The policy would effectively mean doing away with the requirement of having a minimum of 4 teachers in every school and taking away teachers from low-enrollment schools and placing them at high-enrollment schools. While the overall student teacher ratio in Punjab, which currently stands at 30, might not change, the availability of teachers in schools with more students will definitely improve through this measure. But the same policy is also likely to have some serious adverse consequences for the schools with low enrollments

Only one in three children in Pakistan can read a sentence when they finish class three. Even at class five level, the ASER Report (2016) suggested that in Punjab 35 percent children cannot read a simple story written in Urdu, 40 percent cannot do 2-digit division and 43 percent cannot read a simple sentence in English. However, class five is still too late. If children do not master literacy by that age, later they fail to follow complex conceptual topics and over time either drop out or stay in the system with an extremely weak educational attainment. That in turn limits their life chances and impacts their entire life, not allowing them often to have a decent job and break the cycle of poverty.

This however changed in 2014-15, when the Government of Punjab approved the policy of having a minimum of four teachers in every primary school and inclusion of 100,000 fresh teachers, mostly university graduates, on merit. This measure alone had a major impact on raising the learning level of students, as manifested in monthly tests conducted by the Education Department and validated by third-party tests.

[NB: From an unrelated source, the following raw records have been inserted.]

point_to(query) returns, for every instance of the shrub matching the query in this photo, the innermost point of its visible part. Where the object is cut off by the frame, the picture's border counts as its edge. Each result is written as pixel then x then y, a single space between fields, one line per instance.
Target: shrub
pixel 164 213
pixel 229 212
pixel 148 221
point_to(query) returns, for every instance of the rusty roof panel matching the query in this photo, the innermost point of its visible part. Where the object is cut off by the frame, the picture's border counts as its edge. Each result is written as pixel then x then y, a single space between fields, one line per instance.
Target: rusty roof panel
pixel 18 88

This policy is now at risk and would be tantamount to undoing the reforms undertaken in the past. With the new policy, a single class of 100 students, for instance, is more likely to get two teachers than let’s just say two different classes of 30 students each, who might end up with a single teacher. Why would the government do that? There can be two possible reasons. Firstly, the choice to address high student-teacher ratio in selected schools through management intervention seems like an easy political gain. The decision-makers often do not realize the cost for this, in terms of increase in the number of multi-grade schools, which are likely to result in deteriorated learning outcomes in the absence of any associated training in multi-grade teaching. But secondly and more importantly these decisions are often encouraged by mid-level bureaucracy that has to gain from massive transfers and postings of teachers, through rent-seeking and extortion, as a result of such policies.

Political governments are often accused to reverse previous governments’ reforms and move forward on a new trajectory. But somehow Punjab’s education sector has been an exception. Since 2002, successive governments have steadily moved ahead on an undisrupted journey, supported by development partners in the province that is boasted to have the largest public sector school system in the world with 54,000 schools. The results are improved monitoring capacity of schools, affirmative action for girls, subsidies in the area of books distribution, and merit-based teacher recruitment, enabling the primary school’s participation rate to reach above 93 percent.

But immense challenges still remain, as over 10 million children in Punjab are out of school as per Alif Ailaan estimates (2016) with large regional and gender disparities in access to education. More importantly learning levels are still poor, which are confirmed each year by the annual status of education reports. The need of the hour is to keep the reform momentum going, consolidate earlier gains and focus exclusively on improving student learning outcomes. We have to understand that next generation reforms need further focus on classrooms not less and that is what we need to understand very clearly when designing new sets of reforms on learning.

Javed Ahmed Malik was the lead adviser for Punjab Education Sector Programme (2009-16) and led the design and delivery of BP450M programme in the province.

Hasaan Khawar is a public policy expert and an honorary Fellow of Consortium for Development Policy Research.

Published in Daily Times, February 20th 2019.